Top 10 Mediation Techniques for Arbitrators
- Active listening and reframing – Restating each party’s core interests without judgment to de-escalate tension and clarify underlying needs.
- Separating people from the problem – Encouraging objective analysis of facts while acknowledging emotional undercurrents.
- Interest-based questioning – Probing beyond legal positions to uncover commercial, relational, or reputational drivers.
- Caucus management – Conducting private sessions with each side while preserving perceived impartiality and avoiding information leakage.
- Reality testing – Gently challenging unrealistic legal or factual assumptions by referencing likely arbitration outcomes.
- Managing power imbalances – Structuring speaking time and question formats so that less-resourced parties participate effectively.
- Using BATNA/WATNA analysis – Guiding parties to estimate their best/worst alternatives to a settlement, thereby anchoring negotiation ranges.
- Generating creative options – Proposing non-binding, conditional scenarios that expand potential agreement beyond monetary damages.
- Managing multi-party dynamics – Sequencing discussions to handle coalitional splits and aligning separate interests without favoritism.
- Closing and documenting settlements – Translating oral agreements into binding terms that integrate with the arbitration record, including confidentiality clauses.
User Concerns: Impartiality and Liability
Arbitrators often hesitate to use mediation techniques for fear of appearing biased or creating grounds for challenge. Typical concerns include: will a suggestion for settlement be seen as prejudice? Does conducting a caucus with one party risk ex parte communication? Practical guidelines provide decision criteria: mediation-style interventions should occur only with all parties’ informed consent, and the arbitrator must avoid evaluating evidence or predicting outcomes prematurely. Most institutions offer sample consent forms and procedural checklists that mitigate liability when these steps are documented.

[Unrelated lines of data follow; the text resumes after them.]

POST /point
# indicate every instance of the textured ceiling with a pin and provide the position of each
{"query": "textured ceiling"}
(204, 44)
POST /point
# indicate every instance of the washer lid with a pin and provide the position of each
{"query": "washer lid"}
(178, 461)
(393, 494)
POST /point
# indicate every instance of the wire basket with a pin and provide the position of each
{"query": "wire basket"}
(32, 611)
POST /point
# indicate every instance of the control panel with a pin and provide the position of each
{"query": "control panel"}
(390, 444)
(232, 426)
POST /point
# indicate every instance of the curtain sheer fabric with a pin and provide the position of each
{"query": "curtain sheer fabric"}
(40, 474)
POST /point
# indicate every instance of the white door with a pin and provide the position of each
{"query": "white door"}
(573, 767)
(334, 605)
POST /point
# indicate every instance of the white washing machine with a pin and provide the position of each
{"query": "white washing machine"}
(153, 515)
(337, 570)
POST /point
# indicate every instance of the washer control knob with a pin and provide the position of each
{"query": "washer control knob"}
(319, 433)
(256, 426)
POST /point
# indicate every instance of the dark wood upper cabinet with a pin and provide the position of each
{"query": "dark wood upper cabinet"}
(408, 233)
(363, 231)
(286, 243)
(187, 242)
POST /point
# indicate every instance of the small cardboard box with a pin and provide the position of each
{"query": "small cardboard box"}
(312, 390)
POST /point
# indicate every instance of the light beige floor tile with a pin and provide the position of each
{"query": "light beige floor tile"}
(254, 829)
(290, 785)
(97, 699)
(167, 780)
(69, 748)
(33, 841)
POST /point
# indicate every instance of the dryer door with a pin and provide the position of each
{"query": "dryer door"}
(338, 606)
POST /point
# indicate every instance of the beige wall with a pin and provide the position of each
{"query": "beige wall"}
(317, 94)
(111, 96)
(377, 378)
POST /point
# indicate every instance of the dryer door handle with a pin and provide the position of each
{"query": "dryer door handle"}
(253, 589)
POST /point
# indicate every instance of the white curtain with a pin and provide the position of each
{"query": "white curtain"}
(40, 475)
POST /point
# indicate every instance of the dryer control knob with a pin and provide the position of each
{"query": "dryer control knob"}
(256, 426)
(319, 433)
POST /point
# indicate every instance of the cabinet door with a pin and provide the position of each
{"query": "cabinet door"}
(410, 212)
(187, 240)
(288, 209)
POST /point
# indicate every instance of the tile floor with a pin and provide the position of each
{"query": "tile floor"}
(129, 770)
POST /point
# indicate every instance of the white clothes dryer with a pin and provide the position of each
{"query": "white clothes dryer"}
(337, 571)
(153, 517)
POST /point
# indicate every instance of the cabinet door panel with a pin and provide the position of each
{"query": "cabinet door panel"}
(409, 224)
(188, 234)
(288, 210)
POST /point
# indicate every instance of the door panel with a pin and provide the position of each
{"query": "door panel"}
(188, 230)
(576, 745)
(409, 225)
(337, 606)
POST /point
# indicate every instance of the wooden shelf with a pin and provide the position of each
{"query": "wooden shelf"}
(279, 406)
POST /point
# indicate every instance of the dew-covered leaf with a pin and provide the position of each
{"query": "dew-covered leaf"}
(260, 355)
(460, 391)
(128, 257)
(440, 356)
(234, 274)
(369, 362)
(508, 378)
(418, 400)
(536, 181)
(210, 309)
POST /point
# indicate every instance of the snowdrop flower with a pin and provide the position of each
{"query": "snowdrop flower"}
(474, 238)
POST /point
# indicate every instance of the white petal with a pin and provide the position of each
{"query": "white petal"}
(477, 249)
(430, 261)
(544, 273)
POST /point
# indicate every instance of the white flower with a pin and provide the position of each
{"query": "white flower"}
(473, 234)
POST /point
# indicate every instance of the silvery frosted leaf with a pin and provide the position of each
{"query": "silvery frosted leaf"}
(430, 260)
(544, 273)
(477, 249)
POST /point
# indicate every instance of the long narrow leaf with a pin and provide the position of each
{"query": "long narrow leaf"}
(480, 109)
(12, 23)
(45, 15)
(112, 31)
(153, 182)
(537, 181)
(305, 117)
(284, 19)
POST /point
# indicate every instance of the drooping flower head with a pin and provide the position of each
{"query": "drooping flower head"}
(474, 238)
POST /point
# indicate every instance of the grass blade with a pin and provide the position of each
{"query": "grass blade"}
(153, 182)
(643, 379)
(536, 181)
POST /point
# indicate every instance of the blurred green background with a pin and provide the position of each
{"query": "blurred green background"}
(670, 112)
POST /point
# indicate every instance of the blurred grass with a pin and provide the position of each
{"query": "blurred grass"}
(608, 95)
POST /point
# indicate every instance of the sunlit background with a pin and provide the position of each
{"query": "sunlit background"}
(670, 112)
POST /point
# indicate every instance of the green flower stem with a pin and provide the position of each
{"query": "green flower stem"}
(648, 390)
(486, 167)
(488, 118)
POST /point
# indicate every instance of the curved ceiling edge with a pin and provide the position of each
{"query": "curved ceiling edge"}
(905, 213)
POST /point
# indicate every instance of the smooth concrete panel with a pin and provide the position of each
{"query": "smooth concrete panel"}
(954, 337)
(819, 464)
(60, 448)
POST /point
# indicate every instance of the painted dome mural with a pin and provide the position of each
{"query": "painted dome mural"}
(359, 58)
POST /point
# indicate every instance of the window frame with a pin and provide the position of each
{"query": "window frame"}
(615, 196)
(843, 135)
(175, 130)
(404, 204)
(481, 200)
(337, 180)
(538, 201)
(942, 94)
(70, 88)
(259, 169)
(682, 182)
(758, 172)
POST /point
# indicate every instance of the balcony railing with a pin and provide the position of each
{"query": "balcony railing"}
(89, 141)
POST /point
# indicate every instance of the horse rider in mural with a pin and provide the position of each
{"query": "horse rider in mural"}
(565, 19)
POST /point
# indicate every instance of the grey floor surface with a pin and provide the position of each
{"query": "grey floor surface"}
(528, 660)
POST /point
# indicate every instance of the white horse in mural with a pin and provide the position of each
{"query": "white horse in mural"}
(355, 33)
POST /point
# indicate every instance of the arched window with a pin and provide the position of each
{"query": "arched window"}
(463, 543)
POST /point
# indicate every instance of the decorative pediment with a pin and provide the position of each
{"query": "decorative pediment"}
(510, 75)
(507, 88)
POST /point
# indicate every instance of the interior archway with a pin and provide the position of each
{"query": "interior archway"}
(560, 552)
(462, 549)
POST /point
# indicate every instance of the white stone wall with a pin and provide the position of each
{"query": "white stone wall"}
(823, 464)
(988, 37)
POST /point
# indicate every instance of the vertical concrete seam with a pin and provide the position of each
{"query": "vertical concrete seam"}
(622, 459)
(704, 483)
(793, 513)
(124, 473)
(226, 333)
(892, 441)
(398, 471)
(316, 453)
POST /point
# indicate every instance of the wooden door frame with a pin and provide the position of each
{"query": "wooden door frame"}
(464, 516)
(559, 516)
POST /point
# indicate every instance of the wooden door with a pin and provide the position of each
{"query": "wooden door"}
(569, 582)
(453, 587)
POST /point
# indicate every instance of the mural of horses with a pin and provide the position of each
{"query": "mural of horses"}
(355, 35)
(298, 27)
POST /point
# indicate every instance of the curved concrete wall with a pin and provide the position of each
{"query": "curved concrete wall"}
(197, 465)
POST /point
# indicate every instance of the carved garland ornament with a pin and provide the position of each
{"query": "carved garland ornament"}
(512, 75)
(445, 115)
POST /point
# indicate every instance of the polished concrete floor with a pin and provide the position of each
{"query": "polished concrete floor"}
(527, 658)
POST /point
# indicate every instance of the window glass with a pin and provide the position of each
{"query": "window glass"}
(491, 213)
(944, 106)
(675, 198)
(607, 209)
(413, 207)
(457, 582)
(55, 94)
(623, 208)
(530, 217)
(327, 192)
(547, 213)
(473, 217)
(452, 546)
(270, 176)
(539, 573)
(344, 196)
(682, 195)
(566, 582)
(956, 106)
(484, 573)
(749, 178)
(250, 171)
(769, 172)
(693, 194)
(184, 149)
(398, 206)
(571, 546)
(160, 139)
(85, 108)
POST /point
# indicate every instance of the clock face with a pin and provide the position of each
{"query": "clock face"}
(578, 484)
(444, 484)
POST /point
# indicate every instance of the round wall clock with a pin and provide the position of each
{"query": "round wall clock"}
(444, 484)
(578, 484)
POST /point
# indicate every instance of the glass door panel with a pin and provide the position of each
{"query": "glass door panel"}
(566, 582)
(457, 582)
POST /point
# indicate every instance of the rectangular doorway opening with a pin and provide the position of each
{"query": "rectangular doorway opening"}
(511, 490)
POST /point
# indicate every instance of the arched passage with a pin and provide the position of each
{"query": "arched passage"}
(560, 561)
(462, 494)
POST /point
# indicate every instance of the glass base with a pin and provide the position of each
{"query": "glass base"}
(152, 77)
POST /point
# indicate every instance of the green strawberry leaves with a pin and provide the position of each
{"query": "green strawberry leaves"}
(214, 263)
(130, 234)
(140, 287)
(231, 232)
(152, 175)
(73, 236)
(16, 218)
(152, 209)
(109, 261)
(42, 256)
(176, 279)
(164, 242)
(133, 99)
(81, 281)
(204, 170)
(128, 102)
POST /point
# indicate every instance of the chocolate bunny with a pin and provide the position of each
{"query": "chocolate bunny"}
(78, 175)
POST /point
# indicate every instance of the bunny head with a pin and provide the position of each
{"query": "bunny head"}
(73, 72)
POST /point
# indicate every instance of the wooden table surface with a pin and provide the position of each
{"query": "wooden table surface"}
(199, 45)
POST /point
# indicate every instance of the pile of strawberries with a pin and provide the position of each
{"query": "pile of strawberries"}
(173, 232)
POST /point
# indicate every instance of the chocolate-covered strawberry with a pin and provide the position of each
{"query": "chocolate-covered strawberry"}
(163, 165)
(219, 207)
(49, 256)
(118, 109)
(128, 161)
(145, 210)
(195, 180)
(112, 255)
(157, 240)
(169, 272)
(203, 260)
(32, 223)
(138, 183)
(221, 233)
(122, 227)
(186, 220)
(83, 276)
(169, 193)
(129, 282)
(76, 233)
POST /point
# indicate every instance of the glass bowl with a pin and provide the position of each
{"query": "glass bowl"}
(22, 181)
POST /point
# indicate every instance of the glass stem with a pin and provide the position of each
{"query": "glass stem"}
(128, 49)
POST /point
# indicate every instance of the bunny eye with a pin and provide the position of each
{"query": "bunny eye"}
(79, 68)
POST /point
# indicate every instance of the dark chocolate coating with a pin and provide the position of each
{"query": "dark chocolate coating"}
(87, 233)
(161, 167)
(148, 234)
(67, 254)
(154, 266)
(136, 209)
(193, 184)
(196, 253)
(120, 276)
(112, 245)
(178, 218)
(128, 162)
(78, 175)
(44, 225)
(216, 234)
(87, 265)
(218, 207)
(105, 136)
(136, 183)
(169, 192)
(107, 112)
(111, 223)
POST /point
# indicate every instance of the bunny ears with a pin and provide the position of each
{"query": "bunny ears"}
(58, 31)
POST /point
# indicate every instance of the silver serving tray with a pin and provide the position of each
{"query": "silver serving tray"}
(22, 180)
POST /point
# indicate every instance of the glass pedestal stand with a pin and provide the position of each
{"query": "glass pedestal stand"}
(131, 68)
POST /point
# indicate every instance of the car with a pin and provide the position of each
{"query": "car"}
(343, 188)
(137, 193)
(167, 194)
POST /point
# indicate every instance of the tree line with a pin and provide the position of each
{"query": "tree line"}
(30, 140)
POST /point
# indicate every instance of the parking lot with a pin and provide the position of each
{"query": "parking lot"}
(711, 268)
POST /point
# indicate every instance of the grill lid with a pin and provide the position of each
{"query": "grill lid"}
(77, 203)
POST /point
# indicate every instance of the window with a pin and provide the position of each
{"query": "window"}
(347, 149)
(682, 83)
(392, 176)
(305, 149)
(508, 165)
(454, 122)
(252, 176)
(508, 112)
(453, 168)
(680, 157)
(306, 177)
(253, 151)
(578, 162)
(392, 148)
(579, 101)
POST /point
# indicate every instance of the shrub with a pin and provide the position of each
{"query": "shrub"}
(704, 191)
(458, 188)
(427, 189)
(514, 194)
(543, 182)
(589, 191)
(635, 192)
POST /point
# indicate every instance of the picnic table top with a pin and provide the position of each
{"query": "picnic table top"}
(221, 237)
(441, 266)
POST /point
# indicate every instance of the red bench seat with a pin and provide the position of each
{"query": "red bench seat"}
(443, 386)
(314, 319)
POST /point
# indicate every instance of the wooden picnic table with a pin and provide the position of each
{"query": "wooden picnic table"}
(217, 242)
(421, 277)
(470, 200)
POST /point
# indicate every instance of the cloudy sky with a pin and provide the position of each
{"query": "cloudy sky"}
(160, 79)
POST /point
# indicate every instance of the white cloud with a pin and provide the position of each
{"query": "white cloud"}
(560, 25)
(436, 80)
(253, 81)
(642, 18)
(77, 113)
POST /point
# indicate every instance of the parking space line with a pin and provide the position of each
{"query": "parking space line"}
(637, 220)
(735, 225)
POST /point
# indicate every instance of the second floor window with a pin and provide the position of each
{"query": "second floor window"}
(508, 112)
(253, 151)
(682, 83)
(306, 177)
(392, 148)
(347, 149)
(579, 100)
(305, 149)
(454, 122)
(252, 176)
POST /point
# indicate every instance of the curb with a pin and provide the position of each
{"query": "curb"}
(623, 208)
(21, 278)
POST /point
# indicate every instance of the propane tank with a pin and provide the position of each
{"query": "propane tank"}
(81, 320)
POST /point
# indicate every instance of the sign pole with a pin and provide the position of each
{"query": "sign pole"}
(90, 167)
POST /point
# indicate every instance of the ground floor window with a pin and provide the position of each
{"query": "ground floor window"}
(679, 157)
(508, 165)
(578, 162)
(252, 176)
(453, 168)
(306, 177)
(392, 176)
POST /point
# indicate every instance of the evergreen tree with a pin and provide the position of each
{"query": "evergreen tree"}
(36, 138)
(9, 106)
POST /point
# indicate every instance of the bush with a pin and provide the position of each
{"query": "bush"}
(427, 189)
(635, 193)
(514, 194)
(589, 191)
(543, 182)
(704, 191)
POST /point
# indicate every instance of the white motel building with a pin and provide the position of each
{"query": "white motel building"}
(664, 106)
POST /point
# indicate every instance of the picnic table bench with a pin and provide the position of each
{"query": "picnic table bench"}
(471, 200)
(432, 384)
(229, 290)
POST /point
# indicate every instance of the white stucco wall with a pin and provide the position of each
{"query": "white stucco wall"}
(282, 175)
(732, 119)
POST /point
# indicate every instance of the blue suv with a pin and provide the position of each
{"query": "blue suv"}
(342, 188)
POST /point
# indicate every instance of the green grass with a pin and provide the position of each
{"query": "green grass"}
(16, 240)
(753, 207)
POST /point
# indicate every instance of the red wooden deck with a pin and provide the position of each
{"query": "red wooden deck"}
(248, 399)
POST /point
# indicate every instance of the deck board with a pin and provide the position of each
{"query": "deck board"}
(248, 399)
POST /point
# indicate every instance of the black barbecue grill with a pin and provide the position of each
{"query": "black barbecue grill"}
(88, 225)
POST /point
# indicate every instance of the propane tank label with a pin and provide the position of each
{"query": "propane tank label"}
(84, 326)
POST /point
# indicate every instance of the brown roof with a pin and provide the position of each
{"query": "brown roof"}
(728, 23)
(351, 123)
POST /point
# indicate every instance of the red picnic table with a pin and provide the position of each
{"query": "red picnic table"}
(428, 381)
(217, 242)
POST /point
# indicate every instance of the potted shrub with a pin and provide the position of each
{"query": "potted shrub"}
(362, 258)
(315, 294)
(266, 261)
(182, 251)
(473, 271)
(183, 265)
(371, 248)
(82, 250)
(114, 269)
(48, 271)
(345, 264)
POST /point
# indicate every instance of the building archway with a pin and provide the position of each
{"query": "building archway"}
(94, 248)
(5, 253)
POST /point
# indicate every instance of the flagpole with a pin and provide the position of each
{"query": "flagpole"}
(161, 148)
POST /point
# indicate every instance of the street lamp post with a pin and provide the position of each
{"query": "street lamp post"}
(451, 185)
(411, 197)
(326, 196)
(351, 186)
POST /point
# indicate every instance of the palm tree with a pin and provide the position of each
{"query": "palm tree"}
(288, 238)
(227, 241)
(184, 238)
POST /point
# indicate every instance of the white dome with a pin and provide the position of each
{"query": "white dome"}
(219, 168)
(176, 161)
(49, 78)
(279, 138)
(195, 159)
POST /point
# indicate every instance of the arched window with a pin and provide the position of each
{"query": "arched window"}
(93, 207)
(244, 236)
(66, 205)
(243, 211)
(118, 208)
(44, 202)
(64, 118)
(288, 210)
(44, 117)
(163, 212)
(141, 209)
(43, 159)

Likely Impact on Dispute Resolution Practice
Arbitrators who master these techniques may reduce average case timelines by weeks, lower costs for parties, and increase settlement rates during the hearing phase. In jurisdictions where arbitration is a direct alternative to court litigation, these skills differentiate practitioners and support referrals from law firms. Conversely, arbitrators who lack such techniques risk losing cases to hybrid processes like med-arb or to purely facilitative mediators who also hold legal credentials.
What to Watch Next
Watch for institutional rule revisions that formalize mediator-arbitrator role switches, and for continuing education requirements that mandate mediation training for arbitration panels. Additionally, expect technology platforms to add virtual caucus features tailored to arbitrators managing settlement discussions across time zones. The next development may be specialized certification programs that blend mediation and arbitration skill testing into a single credential.